2. Miód – 100 g = 324 kcal – o cechach prozdrowotnych pszczelego produktu można napisać całą książkę. Naukowcy również potwierdzają jego niezwykłe właściwości bakteriobójcze, antyoksydacyjne i wzmacniające odporność. Jak jednak wygląda słodzenie miodem? Przede wszystkim trzeba pamiętać, że całe jego dobrodziejstwo ulega zniszczeniu w temperaturze powyżej 60°C. Łyżeczka miodu dodana do gorącej herbaty zamienia się głównie we fruktozę i glukozę, czyli po prostu w cukier! I tak jak w przypadku cukru liczy 40 kcal. Cena 50-60 zł za 1 kg.
3. Syrop z agawy – 100 g = 310 kcal – ma konsystencję oraz lekki posmak miodu. Posiada za to niższy indeks glikemiczny (wolniej podnosi poziom glukozy we krwi) niż cukier, ponieważ zawiera więcej fruktozy (niemal 90%!). Ma również odrobinę mniej kalorii – ok. 25 w 1 łyżeczce – a jest od cukru o połowę bardziej słodki, przez co można użyć go mniej. Trzeba jednak uważać na wysokoprzetworzony syrop, który pozbawiony jest naturalnie występujących w agawie składników mineralnych i witamin! Cena ok. 60 zł za 1 litr.
4. Melasa – 100 g = 290 kcal – to ciemna, gęsta substancja powstająca podczas produkcji cukru trzcinowego i buraczanego. Składa się w połowie z sacharozy, czyli cukru, ma więc słodki smak, a do tego ponad 100 kcal mniej niż cukier i można użyć jej mniej, bo dzięki wysokiej gęstości poziom słodkości jest wyższy. Co ważne, melasa jest bogata w żelazo i inne mikroelementy. Jedyną jej wadą jest dość intensywny posmak i ciemny kolor.
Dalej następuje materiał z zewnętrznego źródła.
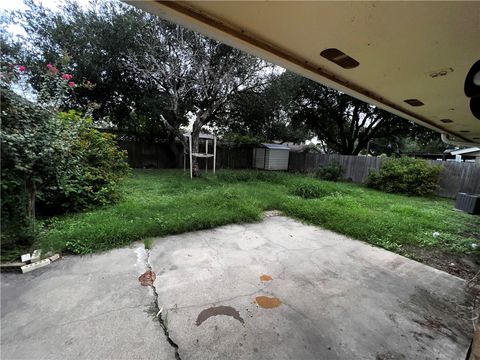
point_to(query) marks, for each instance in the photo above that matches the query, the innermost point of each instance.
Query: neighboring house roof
(465, 151)
(201, 136)
(275, 146)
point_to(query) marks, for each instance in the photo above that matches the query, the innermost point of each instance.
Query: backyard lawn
(161, 202)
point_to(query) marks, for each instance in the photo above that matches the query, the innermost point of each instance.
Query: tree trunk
(32, 194)
(172, 143)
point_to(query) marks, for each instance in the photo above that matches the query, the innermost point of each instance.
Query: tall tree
(262, 114)
(95, 39)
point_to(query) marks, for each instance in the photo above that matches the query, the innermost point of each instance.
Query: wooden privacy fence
(455, 177)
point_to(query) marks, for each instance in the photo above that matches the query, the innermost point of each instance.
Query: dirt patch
(218, 310)
(147, 278)
(268, 302)
(464, 266)
(265, 278)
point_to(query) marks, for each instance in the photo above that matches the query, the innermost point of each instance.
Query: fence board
(455, 177)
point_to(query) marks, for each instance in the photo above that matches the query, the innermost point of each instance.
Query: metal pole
(190, 150)
(206, 158)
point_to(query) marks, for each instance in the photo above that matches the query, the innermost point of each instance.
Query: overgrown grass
(161, 202)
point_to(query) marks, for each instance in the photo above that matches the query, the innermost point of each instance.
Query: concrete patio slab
(339, 298)
(277, 289)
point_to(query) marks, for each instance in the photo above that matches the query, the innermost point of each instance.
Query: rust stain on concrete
(265, 278)
(268, 302)
(218, 310)
(147, 278)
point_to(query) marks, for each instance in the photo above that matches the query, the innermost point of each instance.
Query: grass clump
(309, 189)
(161, 202)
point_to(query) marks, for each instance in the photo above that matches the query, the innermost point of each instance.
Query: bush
(331, 172)
(249, 175)
(95, 167)
(35, 145)
(407, 176)
(308, 189)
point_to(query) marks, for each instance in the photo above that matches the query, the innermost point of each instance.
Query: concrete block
(54, 257)
(36, 265)
(36, 255)
(11, 267)
(26, 257)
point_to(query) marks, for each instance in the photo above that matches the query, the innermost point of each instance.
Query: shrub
(331, 172)
(95, 167)
(308, 189)
(406, 175)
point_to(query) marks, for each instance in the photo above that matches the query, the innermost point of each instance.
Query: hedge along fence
(159, 155)
(455, 177)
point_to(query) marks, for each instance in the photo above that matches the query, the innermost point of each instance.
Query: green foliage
(406, 176)
(232, 176)
(309, 189)
(35, 144)
(161, 202)
(96, 164)
(54, 158)
(331, 172)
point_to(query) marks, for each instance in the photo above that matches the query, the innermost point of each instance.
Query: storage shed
(271, 157)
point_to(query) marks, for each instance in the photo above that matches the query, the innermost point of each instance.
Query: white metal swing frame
(205, 155)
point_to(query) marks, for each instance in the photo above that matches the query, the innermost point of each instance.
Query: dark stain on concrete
(268, 302)
(147, 278)
(265, 278)
(218, 310)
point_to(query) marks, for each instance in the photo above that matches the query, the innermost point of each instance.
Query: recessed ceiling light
(414, 102)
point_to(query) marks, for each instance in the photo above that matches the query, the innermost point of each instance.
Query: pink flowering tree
(36, 142)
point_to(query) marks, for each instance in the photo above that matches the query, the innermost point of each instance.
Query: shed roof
(275, 146)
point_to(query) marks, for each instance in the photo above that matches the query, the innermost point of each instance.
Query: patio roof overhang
(409, 58)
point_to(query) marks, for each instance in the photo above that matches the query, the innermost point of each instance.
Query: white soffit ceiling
(400, 46)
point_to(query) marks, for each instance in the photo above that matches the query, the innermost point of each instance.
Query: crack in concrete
(159, 315)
Za to idealnie nadaje się do wypieków! Cena 20-25 zł za 1 kg.
5. Syrop daktylowy – 100 g = 270 kcal – to nowość na naszym rynku, choć w kuchni Bliskiego Wschodu znany jest od dawna. Świetnie sprawdza się do pieczenia i jako dodatek do owsianki czy naleśników oraz jako marynata do mięs. Naukowcy odkryli też, że naturalny syrop daktylowy ma silne właściwości bakteriobójcze! W 100 g tej wschodniej słodyczy znajduje się 270 kalorii, a ze względu na wysoki stopień słodkości, można użyć go mniej niż klasycznego cukru. Cena ok. 35 zł za 1 kg.
6. Ksylitol (cukier z brzozy) – 100 g = 240 kcal – pozyskiwany jest w większości z kory brzozy fińskiej i należy do grupy tzw. polioli, czyli fermentujących cukrów. Właśnie ze względu na właściwości fermentujące, spożycie zbyt dużej ilości ksylitolu kończy się biegunką. Jako substancja słodząca ksylitol przekonuje niższą kalorycznością – 240 kcal w 100 g – niskim indeksem glikemicznym i słodkością równą cukrowi. Należy jednak wybierać produkt jak najmniej przetworzony. Podobnie jak agawa, ksylitol może w procesie produkcji zostać pozbawiony cennych składników bakteriobójczych. Cena 25-30zł za 1 kg.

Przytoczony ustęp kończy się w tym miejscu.